Extradural cysts are classified anatomically or pathologically, according to their anatomical structure of origin, namely, herniated disc cyst, facet joint cyst, ligamentum flavum cyst, and posterior longitudinal ligament cyst (5, 6). LFCs were first described by Moiel et al. (7), and they arise from the ligamentum flavum with no connections to spinal facets. The pathogenesis of ligamentum flavum cysts remains unclear. According to previous research, hypertrophy of the ligamentum flavum and ligamentous degeneration and fibrosis are frequently present and likely to be sequelae of localized spinal trauma (8). Microtrauma caused by increased motion at a particular motion segment, segmental instability, and local stress associated with degeneration at the level of occurrence are considered risk factors for ligamentum flavum cysts (9, 10). Other studies indicated that the LFCs were closely related to aging or aging-related structural changes in ligamentum flavum, such as amyloid accumulation and calcification (2).

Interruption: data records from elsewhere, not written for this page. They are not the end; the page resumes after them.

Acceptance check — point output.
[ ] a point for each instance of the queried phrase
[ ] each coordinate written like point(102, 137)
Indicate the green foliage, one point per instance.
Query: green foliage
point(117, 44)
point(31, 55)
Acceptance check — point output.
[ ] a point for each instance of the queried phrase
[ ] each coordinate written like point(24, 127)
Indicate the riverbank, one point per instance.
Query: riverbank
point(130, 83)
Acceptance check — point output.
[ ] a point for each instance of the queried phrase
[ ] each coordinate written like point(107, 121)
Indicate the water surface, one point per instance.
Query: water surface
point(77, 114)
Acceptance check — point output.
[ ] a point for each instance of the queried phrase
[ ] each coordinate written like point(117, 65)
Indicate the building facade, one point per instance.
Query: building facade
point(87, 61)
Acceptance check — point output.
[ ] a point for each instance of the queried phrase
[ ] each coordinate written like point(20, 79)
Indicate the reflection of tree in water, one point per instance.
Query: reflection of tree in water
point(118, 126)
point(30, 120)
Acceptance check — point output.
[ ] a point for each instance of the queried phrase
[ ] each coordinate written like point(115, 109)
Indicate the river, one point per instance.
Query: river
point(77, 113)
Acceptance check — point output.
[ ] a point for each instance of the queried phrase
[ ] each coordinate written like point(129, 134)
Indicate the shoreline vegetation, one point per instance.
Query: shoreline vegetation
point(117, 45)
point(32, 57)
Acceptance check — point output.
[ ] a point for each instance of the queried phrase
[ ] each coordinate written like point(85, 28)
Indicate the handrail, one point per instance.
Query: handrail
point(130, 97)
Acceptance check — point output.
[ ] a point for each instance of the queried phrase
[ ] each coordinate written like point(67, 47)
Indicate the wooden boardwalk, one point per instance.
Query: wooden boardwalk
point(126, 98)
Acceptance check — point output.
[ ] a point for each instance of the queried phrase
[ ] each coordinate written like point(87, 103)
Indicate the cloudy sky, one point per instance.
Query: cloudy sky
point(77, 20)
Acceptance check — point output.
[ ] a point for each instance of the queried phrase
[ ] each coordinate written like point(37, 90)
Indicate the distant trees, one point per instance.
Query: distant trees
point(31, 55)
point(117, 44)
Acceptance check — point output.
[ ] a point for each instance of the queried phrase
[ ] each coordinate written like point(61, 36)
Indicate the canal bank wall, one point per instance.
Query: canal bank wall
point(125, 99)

The most commonly reported location of LFCs is the L4–L5 level, which is the most mobile segment of the lumbar spine, followed by the L5–S1 and L3–L4 levels (11). In the present case, spondylolisthesis and instability can be observed at the L4–L5 level. The vacuum sign can be observed in the right facet of L4–L5, and effusion can be observed in the left facet. These signs suggest segmental instability and facet degeneration.

MRI is the gold standard for LFC diagnosis, allowing for high-resolution imaging of spinal cord tissue, edema, and ligaments (4, 12). The ligamentum flavum cyst appears typically as an epidural cystic mass located on one side of the ligamentum flavum with a clear boundary. It shows a low signal on T1-weighted images and a high signal on T2-weighted images, similar to the density of cerebrospinal fluid, and slight enhancement can be observed on a contrast-enhanced scan (4).

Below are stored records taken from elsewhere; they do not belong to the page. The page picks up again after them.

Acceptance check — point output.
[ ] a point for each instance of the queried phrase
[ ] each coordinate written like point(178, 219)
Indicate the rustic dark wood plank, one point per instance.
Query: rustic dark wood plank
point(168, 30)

The majority of symptomatic cysts usually presents with radiculopathy, such as sciatica in the case of lumbar cysts, and can mimic symptoms related to intervertebral disc herniation, synovial cysts, ganglion cysts, and schwannomas (2). Peripheral plexopathies also need to be distinguished. The most common presenting symptoms of lumbosacral plexopathy include low back pain with unilateral radiation and possible association with positionality. MR neurography and electromyography are useful methods for differential diagnosis (13).

Conservative treatment such as steroid injection or CT-guided puncture is feasible when symptoms are mild. Surgical intervention should be considered in patients who have failed conservative treatment or in those with progressive and severe neurological deficits. Various surgical treatment strategies for ligamentum flavum cysts have been reported, such as microscopic fenestration and cystectomy, endoscopic cystectomy, and lumbar interbody fusion, among others (8, 14). The goal of surgical excision is decompression and complete removal of cysts along with ligamentum flavum (15). In our case, due to significant lumbar instability, we performed en bloc resection of the ligamentum flavum and TLIF. In this study, the surgical results were satisfactory during the follow-up.

Conclusion

Ligamentum flavum cysts are rare conditions that can cause sciatica. Currently, there is no uniform consensus on the surgical treatment of symptomatic lumbar ligamentum flavum cysts, and the surgical approach depends on the specific situation of the patient. Cyst resection and TLIF for ligamentum flavum cysts combined with spinal instability can achieve a sufficient and effective decompression, while simultaneously restoring spinal stability. Therefore, this approach is both an effective and safe treatment option.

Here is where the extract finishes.